DA 29.12.2012

Geschwindigkeit im Kleinformat

Foto: André Braun

Foto: André Braun

Rennboote und Rennautos, beziehungsweise Offroadbuggys in Modellform sind die große Leidenschaft von Sebastian Hilbert (links) und Enrico Hesse. Sie bauen sie nicht nur selbst, sondern testen sie auch in der freien Natur. Beim Bau eines Bootes müssen die Männer zwischen 150 und 200 Teile zusammensetzen.


Von Cathrin Reichelt

In der Interessengemeinschaft (IG) haben sich Anfang 2011 fünf Männer im Alter zwischen Mitte 20 und 40 zusammengefunden.

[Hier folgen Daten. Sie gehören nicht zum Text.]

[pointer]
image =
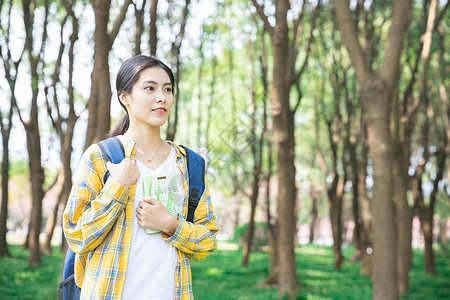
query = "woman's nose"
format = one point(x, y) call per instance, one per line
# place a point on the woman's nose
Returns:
point(160, 97)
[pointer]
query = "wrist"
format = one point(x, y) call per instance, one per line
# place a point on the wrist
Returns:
point(171, 226)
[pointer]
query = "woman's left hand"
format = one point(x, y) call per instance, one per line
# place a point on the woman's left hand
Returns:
point(153, 215)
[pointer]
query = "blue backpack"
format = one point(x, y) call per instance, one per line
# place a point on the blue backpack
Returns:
point(114, 152)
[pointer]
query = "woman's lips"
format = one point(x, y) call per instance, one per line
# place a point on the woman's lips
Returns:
point(159, 110)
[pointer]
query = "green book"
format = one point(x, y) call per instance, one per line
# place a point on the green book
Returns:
point(162, 188)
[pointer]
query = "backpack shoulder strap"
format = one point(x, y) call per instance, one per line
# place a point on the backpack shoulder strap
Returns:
point(196, 173)
point(113, 149)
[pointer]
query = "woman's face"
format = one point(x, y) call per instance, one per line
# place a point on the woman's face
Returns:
point(150, 99)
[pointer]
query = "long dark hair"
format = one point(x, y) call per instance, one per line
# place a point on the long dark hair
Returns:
point(127, 76)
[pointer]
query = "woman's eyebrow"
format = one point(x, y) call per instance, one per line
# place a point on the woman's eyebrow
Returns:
point(154, 82)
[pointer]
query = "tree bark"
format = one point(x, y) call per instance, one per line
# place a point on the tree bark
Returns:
point(64, 125)
point(314, 213)
point(284, 57)
point(256, 146)
point(6, 130)
point(175, 57)
point(153, 38)
point(140, 16)
point(377, 89)
point(99, 104)
point(32, 131)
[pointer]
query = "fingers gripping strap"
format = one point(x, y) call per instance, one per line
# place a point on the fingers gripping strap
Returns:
point(196, 172)
point(113, 149)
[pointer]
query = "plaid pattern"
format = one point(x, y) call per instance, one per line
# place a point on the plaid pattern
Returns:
point(97, 224)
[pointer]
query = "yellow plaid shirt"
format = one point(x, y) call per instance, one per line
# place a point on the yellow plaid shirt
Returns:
point(98, 221)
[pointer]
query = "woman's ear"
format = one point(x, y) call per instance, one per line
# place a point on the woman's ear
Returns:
point(123, 97)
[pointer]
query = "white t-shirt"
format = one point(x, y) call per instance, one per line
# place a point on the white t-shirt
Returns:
point(152, 260)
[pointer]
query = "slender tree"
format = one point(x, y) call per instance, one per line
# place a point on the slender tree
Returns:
point(139, 13)
point(100, 98)
point(284, 75)
point(153, 38)
point(11, 68)
point(377, 89)
point(31, 124)
point(64, 125)
point(175, 61)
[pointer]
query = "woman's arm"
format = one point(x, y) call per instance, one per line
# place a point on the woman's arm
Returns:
point(197, 239)
point(92, 208)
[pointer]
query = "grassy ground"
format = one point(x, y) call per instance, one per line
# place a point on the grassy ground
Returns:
point(220, 276)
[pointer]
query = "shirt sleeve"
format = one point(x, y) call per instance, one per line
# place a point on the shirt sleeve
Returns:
point(197, 239)
point(92, 208)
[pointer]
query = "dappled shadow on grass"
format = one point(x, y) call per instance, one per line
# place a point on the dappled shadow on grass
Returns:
point(18, 281)
point(221, 276)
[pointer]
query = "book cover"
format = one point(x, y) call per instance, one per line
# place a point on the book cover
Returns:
point(163, 188)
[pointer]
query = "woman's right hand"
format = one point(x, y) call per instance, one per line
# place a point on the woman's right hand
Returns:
point(126, 172)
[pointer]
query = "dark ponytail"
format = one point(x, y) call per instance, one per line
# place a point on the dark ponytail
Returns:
point(127, 76)
point(121, 126)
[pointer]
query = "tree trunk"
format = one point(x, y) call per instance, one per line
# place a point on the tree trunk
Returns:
point(366, 215)
point(37, 193)
point(283, 131)
point(140, 16)
point(314, 213)
point(404, 223)
point(32, 131)
point(99, 104)
point(335, 194)
point(377, 90)
point(426, 224)
point(384, 275)
point(153, 38)
point(5, 179)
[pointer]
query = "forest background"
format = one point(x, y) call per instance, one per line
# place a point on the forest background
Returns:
point(321, 122)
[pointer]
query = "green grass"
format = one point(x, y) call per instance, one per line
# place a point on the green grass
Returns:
point(220, 276)
point(18, 281)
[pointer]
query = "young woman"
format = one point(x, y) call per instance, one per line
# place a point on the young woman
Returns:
point(129, 246)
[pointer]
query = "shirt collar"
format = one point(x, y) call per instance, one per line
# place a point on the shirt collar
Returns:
point(129, 147)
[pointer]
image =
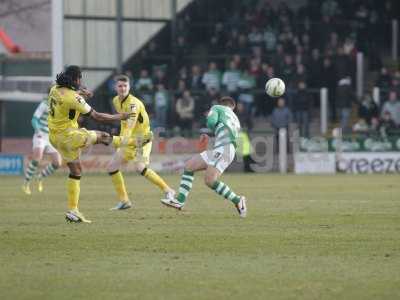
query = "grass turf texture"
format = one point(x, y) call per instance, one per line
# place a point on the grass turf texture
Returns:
point(306, 237)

Sie eint die Faszination für den Bau von Auto- und Bootsmodellen. Vor Kurzem hat sich die IG dem Waldheimer Heimatverein angeschlossen. Zum einen haben die Männer dadurch die Möglichkeit, Sponsoren für ihre Freizeitgestaltung zu gewinnen. Zum anderen wollen sie sich aber auch in der Region einbringen. Erst vor wenigen Tagen haben sie ihr Hobby beim Wichtelmarkt zum Weihnachtsmärchen der Tanzperlen vorgestellt. Gibt es den Markt 2013 wieder, könnte sich Enrico Hesse vorstellen, erneut daran teilzunehmen. Ein fester Termin im Kalender ist bereits das zweite Modellboottreffen an der Talsperre Kriebstein zu Himmelfahrt. Diskutiert wird noch über eine Teilnahme am Waldheimer Stadtfest und Weihnachtsmarkt.

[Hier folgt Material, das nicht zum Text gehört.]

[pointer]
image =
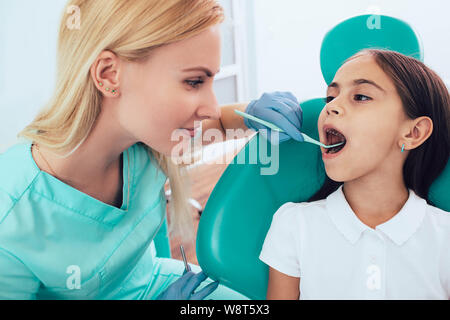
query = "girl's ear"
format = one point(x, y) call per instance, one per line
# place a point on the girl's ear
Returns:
point(420, 130)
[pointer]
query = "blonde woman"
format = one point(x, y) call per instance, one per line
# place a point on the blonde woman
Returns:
point(82, 200)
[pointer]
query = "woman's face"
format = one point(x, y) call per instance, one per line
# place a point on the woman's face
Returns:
point(171, 91)
point(363, 106)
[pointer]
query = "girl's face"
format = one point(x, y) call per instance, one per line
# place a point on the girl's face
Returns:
point(171, 91)
point(364, 108)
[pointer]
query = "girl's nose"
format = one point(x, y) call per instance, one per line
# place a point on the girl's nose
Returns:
point(334, 108)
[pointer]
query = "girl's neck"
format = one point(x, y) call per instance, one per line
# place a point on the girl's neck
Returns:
point(375, 202)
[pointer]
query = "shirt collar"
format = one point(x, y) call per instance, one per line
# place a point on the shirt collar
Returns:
point(399, 228)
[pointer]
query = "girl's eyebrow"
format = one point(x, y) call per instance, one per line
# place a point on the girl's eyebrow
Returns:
point(358, 82)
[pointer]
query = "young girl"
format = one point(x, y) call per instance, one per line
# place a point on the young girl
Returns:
point(371, 232)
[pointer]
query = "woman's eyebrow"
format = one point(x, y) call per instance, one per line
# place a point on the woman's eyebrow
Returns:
point(208, 72)
point(358, 82)
point(365, 81)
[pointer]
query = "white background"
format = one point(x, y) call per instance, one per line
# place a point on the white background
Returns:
point(283, 39)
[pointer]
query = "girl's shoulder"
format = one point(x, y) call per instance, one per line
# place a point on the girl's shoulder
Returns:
point(440, 218)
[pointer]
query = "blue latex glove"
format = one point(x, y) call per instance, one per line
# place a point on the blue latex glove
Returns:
point(183, 288)
point(280, 108)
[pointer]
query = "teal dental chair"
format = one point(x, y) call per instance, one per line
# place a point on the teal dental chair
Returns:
point(238, 214)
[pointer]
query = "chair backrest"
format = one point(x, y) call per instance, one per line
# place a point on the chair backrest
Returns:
point(366, 32)
point(239, 211)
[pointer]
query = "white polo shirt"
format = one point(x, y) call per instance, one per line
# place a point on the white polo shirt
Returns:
point(336, 256)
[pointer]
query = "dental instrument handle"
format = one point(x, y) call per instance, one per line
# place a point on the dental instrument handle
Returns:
point(183, 255)
point(274, 127)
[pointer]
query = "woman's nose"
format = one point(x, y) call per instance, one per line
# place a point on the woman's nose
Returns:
point(209, 108)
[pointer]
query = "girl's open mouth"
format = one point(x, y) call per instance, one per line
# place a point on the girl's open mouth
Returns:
point(333, 136)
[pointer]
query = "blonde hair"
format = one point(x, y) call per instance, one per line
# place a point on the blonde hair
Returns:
point(131, 30)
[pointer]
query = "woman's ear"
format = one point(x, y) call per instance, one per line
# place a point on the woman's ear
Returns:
point(420, 129)
point(106, 72)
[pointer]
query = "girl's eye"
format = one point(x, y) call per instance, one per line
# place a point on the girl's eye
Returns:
point(328, 99)
point(194, 83)
point(361, 97)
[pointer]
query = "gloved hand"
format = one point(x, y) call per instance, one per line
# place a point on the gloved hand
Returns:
point(183, 288)
point(280, 108)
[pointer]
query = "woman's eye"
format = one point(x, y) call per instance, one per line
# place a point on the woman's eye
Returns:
point(361, 97)
point(328, 99)
point(194, 83)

Das Mahagoniboot, das der IG-Chef derzeit baut, "ist eins fürs gemütliche Fahren", meint er. Die übrigen Boote sind recht schnell unterwegs. Sie flitzen schon mal mit 65 bis 95 km/h über die Talsperre Kriebstein. Mit den eingebauten Elektromotoren ist das problemlos möglich. Nur ein Boot hat einen Verbrennermotor. Wollen die Modellbauer dieses ins Wasser setzen, brauchen sie dazu mehrere behördliche Genehmigungen.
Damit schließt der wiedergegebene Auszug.